Never submitted but have a few slabbed SMS pennies - I don't know about the other coin surfaces but the SMS mint set pennies look damn near proof compare to business strike.
Never submitted but have a few slabbed SMS pennies - I don't know about the other coin surfaces but the SMS mint set pennies look damn near proof compare to business strike.
Here's the 1966 SMS 1 cent - NGC MS66. Looks better in hand than the pictures show but much better than a business strike but not as good as proof surfaces:
@Markus1959 that's why I'm certain the coins I have are SMS. I have cent, nickels, dimes and quarters and they are very proof like on the surfaces, but no cameo. All look better than a business strike for sure. @ToughCOINS thanks for digging that up, still sounds like it's a crap shoot as far as how the TPGs will grade.
Sent in a 1965 quarter I thought was a business strike once...came back as an SMS. So apparently they had some way to tell the difference...

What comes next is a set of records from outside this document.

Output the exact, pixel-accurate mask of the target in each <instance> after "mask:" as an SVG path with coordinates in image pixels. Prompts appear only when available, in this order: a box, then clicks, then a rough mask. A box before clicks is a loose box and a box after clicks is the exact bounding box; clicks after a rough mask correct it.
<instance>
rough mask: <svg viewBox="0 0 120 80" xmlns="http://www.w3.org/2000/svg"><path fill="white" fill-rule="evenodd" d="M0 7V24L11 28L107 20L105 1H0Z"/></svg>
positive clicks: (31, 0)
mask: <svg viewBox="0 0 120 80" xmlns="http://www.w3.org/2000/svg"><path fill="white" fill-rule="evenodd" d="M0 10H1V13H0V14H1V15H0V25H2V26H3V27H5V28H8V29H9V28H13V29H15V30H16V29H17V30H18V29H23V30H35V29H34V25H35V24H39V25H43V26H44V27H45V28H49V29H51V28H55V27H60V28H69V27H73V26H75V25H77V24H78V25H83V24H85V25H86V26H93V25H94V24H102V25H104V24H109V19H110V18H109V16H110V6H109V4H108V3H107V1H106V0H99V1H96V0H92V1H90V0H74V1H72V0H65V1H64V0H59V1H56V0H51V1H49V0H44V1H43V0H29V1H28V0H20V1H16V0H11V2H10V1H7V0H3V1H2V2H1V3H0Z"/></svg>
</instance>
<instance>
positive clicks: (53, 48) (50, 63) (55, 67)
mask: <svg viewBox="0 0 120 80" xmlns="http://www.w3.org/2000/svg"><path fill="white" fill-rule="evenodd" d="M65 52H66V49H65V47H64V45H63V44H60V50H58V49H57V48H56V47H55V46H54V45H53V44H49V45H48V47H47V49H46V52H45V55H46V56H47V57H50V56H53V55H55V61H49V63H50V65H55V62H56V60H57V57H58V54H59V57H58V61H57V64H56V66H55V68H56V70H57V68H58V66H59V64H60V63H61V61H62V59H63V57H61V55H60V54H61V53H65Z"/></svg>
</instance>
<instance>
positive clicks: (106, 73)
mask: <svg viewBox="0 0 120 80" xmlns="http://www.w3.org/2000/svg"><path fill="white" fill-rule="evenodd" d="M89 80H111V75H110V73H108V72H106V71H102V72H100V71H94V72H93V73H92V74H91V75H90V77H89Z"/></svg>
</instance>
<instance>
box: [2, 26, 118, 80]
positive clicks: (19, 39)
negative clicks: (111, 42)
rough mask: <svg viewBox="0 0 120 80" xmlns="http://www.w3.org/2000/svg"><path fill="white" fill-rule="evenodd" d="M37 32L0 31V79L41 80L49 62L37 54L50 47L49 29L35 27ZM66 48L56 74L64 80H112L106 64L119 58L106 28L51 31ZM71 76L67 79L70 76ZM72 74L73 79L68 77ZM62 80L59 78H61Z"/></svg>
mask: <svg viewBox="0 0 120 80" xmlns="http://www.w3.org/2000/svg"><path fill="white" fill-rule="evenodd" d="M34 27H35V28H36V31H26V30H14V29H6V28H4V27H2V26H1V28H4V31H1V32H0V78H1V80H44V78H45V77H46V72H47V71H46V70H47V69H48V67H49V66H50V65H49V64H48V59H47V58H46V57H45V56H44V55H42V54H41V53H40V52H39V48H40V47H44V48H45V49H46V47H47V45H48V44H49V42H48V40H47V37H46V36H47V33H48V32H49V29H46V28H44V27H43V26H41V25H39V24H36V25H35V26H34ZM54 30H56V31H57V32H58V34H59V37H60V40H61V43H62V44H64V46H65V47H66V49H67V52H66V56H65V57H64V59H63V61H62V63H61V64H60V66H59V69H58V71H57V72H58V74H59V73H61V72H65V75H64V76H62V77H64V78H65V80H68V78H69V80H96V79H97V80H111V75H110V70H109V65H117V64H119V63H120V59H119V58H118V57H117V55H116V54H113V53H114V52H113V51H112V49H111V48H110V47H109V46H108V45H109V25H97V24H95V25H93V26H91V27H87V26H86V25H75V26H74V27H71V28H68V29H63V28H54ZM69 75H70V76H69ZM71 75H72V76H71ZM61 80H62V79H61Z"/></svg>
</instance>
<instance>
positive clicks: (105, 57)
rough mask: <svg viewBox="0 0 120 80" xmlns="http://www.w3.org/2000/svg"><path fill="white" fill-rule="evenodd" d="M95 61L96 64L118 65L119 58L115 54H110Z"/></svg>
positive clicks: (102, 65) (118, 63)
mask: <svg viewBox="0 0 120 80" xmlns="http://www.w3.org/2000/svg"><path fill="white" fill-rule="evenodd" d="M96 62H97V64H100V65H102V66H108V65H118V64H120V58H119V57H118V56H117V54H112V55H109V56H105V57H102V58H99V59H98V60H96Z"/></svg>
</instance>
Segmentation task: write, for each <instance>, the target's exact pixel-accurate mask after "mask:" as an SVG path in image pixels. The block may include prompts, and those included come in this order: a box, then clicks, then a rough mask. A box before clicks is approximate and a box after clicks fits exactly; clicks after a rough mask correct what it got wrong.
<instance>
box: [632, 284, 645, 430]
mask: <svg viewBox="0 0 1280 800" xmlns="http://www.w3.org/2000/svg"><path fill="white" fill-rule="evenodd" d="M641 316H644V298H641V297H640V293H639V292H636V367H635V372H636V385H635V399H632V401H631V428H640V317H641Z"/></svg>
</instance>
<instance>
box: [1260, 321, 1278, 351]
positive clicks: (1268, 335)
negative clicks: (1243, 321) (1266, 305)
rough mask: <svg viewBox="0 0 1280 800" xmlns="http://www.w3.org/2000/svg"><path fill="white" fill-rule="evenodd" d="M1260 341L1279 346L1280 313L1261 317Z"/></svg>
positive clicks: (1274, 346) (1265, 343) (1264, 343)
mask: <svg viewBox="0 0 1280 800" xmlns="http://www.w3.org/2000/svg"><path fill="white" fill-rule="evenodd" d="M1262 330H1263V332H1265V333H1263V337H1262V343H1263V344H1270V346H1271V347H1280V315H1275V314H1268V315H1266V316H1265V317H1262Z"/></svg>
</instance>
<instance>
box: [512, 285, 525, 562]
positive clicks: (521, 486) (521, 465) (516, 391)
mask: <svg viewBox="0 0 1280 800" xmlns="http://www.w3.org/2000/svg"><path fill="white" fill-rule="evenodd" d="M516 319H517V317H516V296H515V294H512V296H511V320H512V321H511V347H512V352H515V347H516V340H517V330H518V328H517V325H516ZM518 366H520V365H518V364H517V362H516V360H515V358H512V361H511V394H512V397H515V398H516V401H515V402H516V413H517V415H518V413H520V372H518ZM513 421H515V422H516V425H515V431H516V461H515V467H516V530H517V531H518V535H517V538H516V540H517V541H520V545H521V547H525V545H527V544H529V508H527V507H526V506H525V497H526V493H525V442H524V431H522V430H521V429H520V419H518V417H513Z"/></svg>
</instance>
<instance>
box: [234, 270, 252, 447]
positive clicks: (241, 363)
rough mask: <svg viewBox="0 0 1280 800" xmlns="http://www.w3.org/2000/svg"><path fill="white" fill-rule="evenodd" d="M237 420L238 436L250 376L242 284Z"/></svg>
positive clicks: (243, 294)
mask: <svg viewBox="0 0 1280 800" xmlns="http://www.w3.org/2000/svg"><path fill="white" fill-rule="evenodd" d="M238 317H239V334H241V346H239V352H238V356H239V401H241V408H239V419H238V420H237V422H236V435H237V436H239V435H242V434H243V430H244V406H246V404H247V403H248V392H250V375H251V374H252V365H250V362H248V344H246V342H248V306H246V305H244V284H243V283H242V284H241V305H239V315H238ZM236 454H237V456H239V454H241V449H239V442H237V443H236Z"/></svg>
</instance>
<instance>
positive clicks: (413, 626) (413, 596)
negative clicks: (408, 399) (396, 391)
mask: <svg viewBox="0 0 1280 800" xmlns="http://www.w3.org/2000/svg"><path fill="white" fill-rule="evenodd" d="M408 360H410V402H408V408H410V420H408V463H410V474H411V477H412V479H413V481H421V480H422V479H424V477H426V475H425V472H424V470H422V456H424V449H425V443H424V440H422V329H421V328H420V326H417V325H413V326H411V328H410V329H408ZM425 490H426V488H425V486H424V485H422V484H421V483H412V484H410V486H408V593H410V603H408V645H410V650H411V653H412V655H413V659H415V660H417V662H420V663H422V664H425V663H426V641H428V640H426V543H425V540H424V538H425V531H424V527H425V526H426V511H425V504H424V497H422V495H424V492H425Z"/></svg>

They are fairly easy to distinguish apart. SMS coins have more of a mirror like finish. Not quite as strong as proofs, but quite different from MS examples.
@robec agreed, my question is more about the TPGs grading an SMS coin as MS because of it not being in OGP...Looks like stldanceartist has given me on example that the opposite has happened. @stldanceartist which TPG?
On 1965 – 1967 coinage, the business strike in high grade command a higher price then the SMS issued coins. For this reason, especially considering the buy back guarantee, I believe the third party grading companies default to the SMS listing if there is any doubt.
It was NGC. LCS sold me the quarter as a business strike (this was years and years ago) and I thought it had a chance at a higher grade (worth it for the BS, not worth it for the SMS) so I sent it in. Came back as SMS. Sent no OGP with it.